Collectively, the students were able to negotiate lower rates for the entire group, saving each student approximately $ 15,000 each. Since then, Juno has grown its community to over 25,000 members, saving borrowers over $ 26 million.
Juno works by harnessing this idea of group purchasing power. Essentially, the group negotiates with lenders to get the best interest rates available to students.
“Think about student loans, at a volume discount,” like their website States.
Juno then asks the lenders to compete for the business of their members. After selecting a winning lender, Juno shares exclusive offers with its members.

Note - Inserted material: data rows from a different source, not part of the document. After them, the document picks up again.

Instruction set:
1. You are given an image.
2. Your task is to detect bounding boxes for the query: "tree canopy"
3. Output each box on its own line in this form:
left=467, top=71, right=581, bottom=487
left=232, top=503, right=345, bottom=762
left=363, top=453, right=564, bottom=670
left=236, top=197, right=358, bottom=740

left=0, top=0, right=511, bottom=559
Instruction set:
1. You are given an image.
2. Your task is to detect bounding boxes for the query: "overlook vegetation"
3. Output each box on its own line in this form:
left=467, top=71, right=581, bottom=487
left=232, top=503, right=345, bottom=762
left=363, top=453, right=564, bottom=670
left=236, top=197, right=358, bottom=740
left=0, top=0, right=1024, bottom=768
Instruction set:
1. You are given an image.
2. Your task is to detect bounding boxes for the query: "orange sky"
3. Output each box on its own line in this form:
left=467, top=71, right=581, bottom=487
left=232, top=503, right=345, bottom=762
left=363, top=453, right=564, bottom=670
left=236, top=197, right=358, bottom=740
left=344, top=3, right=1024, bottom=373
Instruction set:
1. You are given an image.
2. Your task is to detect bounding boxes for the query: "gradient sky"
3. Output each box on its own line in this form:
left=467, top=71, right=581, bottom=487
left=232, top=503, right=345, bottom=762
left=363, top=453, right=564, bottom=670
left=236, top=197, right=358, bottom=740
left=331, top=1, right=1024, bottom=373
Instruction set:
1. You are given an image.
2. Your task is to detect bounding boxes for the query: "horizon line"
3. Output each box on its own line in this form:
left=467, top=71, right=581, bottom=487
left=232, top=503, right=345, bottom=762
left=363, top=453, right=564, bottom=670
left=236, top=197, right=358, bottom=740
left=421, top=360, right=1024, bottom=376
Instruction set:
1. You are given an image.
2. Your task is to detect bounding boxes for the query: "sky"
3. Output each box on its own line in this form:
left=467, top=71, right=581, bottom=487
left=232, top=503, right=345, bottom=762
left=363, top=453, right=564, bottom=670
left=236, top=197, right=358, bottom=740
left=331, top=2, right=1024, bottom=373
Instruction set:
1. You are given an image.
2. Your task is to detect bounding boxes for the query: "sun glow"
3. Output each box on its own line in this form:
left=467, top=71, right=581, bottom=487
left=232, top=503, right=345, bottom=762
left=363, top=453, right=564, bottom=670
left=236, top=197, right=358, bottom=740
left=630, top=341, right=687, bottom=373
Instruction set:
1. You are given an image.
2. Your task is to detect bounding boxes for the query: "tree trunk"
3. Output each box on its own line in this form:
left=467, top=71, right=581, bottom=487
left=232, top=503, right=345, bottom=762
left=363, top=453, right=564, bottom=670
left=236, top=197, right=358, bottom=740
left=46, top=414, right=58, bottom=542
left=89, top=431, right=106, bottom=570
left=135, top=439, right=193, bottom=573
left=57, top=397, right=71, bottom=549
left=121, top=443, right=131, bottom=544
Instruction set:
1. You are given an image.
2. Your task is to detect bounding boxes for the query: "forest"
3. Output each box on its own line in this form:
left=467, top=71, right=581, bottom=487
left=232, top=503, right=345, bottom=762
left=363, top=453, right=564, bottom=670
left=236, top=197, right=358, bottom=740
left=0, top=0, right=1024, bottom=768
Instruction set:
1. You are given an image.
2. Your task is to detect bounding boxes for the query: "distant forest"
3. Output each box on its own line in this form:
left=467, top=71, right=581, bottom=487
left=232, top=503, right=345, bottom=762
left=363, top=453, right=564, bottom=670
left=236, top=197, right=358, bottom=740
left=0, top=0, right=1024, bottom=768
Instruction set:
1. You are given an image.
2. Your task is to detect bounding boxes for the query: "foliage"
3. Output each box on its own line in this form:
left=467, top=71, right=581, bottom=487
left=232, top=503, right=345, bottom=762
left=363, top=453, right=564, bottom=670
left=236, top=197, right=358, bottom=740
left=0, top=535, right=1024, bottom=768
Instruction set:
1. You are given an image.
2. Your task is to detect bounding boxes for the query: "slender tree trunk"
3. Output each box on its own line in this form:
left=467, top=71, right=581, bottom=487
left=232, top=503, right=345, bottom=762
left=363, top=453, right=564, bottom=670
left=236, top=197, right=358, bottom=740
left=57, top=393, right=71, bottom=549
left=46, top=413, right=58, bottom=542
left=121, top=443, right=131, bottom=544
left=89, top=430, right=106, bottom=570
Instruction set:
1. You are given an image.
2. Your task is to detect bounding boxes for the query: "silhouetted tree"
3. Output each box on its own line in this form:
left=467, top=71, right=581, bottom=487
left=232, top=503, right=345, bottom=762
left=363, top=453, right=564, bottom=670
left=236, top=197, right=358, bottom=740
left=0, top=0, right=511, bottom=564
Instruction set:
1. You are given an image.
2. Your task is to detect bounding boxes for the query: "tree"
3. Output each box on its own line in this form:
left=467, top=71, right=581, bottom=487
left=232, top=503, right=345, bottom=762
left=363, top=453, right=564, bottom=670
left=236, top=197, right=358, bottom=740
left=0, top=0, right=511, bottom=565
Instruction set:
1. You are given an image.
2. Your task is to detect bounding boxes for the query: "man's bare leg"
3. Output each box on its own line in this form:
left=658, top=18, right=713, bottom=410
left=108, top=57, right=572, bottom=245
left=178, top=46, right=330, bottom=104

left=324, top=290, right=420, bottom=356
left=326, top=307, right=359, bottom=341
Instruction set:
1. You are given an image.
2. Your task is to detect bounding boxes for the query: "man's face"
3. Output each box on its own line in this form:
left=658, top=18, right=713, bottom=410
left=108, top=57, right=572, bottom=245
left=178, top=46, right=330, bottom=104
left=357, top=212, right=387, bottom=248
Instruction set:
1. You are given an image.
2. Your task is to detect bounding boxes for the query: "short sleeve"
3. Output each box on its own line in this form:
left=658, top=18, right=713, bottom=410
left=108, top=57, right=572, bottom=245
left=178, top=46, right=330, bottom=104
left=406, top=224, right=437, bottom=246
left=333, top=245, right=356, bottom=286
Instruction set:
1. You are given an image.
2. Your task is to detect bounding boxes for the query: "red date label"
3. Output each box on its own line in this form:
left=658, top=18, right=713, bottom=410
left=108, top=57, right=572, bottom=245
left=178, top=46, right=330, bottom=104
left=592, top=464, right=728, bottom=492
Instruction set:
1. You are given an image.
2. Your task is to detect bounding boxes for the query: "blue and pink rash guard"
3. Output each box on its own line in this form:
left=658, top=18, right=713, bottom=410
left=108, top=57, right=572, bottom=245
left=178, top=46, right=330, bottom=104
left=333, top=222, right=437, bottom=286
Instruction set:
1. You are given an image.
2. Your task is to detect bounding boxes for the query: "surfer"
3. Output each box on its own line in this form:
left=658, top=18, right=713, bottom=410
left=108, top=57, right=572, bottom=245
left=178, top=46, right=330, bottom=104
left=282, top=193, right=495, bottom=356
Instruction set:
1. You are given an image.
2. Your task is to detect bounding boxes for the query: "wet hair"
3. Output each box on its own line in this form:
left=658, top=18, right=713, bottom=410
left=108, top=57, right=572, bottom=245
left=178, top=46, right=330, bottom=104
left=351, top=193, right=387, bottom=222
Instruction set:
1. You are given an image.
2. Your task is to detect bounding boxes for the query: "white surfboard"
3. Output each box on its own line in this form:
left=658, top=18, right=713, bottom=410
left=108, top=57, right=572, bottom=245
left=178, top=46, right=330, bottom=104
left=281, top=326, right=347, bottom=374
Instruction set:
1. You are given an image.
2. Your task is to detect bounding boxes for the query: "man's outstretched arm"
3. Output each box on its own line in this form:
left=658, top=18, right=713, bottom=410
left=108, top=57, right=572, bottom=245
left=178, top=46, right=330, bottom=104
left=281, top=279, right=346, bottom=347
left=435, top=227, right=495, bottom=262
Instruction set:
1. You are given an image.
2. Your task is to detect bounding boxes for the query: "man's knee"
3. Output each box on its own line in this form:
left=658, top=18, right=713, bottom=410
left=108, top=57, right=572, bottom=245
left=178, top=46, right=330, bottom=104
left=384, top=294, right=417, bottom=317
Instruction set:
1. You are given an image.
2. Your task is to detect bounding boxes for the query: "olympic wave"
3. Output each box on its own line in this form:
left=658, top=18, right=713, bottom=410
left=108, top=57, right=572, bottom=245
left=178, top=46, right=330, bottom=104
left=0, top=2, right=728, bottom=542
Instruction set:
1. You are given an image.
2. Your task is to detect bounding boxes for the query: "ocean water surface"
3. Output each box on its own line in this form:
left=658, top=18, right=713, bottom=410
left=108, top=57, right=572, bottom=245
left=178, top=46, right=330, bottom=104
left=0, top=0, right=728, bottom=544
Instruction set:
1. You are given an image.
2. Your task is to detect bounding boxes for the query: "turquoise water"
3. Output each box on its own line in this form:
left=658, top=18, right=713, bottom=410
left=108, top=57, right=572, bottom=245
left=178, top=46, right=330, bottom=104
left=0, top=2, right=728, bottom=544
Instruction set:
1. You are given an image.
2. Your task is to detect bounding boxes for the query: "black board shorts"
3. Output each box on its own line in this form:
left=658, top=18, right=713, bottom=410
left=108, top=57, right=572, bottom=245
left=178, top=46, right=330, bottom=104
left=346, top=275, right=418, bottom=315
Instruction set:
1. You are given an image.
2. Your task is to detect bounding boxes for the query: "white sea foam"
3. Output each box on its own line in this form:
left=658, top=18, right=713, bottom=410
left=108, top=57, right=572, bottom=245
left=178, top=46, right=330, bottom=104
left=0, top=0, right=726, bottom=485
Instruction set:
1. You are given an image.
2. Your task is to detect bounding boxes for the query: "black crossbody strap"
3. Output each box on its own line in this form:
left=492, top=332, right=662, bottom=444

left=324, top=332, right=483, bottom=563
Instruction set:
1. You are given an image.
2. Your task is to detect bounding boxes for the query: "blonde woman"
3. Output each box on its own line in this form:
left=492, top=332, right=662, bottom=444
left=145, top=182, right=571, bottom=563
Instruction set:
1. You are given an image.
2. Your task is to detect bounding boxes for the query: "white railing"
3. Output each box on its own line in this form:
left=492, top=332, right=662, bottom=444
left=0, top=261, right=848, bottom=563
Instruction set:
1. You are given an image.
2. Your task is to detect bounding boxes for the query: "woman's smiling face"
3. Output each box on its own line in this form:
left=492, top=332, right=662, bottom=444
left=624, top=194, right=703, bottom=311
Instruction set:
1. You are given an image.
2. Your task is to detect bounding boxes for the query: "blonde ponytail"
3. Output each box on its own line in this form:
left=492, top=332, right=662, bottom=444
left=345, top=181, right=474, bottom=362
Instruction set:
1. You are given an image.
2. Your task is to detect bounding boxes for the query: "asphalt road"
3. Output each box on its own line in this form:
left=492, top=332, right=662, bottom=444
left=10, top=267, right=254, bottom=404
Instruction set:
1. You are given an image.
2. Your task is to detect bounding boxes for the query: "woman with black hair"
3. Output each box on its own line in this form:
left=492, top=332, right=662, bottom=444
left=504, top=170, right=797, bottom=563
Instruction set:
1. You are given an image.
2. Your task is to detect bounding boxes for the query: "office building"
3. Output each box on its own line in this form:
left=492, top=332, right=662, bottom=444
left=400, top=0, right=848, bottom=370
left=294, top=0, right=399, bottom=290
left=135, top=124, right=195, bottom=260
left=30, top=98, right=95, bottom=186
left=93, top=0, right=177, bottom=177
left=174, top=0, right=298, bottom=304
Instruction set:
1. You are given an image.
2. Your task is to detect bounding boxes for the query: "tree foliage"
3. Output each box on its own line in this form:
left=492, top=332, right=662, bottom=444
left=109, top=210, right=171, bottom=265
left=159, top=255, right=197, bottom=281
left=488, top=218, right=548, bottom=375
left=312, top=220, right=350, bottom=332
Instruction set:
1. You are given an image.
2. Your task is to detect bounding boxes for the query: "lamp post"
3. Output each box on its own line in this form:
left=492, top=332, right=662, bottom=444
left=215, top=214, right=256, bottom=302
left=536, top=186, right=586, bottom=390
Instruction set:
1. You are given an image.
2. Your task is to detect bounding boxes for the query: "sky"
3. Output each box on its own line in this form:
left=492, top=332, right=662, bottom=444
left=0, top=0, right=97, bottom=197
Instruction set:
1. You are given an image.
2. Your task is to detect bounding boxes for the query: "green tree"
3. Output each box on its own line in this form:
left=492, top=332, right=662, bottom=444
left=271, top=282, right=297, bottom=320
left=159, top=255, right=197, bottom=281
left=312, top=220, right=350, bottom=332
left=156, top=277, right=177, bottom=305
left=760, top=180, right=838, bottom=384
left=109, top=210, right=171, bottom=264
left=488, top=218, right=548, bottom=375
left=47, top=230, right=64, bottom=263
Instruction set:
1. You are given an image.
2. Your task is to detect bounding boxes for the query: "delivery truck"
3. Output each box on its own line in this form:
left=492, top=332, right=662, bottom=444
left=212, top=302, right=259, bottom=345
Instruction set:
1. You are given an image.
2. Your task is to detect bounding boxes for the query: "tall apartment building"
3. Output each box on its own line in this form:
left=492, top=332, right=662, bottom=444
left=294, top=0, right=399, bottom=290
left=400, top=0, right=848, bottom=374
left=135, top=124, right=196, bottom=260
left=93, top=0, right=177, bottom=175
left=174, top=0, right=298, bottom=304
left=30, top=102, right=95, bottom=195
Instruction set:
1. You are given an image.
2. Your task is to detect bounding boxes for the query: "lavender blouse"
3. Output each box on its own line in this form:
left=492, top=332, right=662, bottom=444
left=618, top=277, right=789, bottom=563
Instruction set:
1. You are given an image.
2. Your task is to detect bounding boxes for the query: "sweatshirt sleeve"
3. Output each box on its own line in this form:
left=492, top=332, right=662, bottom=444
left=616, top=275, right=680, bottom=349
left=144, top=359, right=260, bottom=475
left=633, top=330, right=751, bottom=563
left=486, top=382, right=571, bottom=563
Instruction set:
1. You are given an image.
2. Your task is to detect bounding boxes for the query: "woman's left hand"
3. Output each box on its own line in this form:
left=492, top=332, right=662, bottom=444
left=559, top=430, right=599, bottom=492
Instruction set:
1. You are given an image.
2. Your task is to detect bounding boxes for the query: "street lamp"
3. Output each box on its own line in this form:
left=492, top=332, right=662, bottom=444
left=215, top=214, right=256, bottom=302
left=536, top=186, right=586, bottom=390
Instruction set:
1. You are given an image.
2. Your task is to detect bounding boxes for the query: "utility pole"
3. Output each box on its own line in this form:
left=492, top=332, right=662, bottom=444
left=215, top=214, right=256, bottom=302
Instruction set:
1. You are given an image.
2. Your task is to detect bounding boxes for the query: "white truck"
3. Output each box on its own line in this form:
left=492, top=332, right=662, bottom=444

“The most competitive rate we found in general for most people was around 6%, and it came with an origination fee of 2%, essentially a little higher than 6%,” said Agarwal. P&Q. “I think what was going on in the market is that the federal rates were around 6.6% for the first $ 20,000 and the private market basically said, ‘Oh, as long as we beat a bit. the federal rate, we can attract customers. ‘When we stepped in the game changed because they weren’t just competing with the federal rate anymore, they were now competing against each other. I really felt that they had to offer more attractive interest rates.
At HBS, Abkarians and Agrawal have been able to tap into a strong ecosystem + of tools and resources to help Juno succeed in entrepreneurship.
They joined programs such as the Business incubation program, a unique program within Harvard’s Innovation Labs ecosystem that allowed them to check in weekly with an advisor and hours with entrepreneurs in residence to see how they could grow their business.
The Abcariens and the Agrawal were also part of the Rock Summer Scholarship Program, which gave them peer and community support and access to a stipend to cover rent and living expenses for the summer.
In addition to the programs, the Abcariens and Agrawal had access to the expertise of experienced teachers at HBS. Abkarians cite Professor Kevin Mohan of the EC negotiations as playing a vital role in helping them develop Juno from the start.
“We literally spent 30 minutes meeting Professor Mohan, and he completely changed the way we structure negotiations with banks,” Abkarians said. MBA Voice.
For Abcariens and Agrawals, HBS offers a unique atmosphere where entrepreneurs help each other to realize their ideas.
“There’s a magic window while you’re at HBS, where you can connect with anyone in the world, through LinkedIn, through the HBS network, or even a cold email, and they’ll get back to you.” , explains Abkarians. Voice MBA.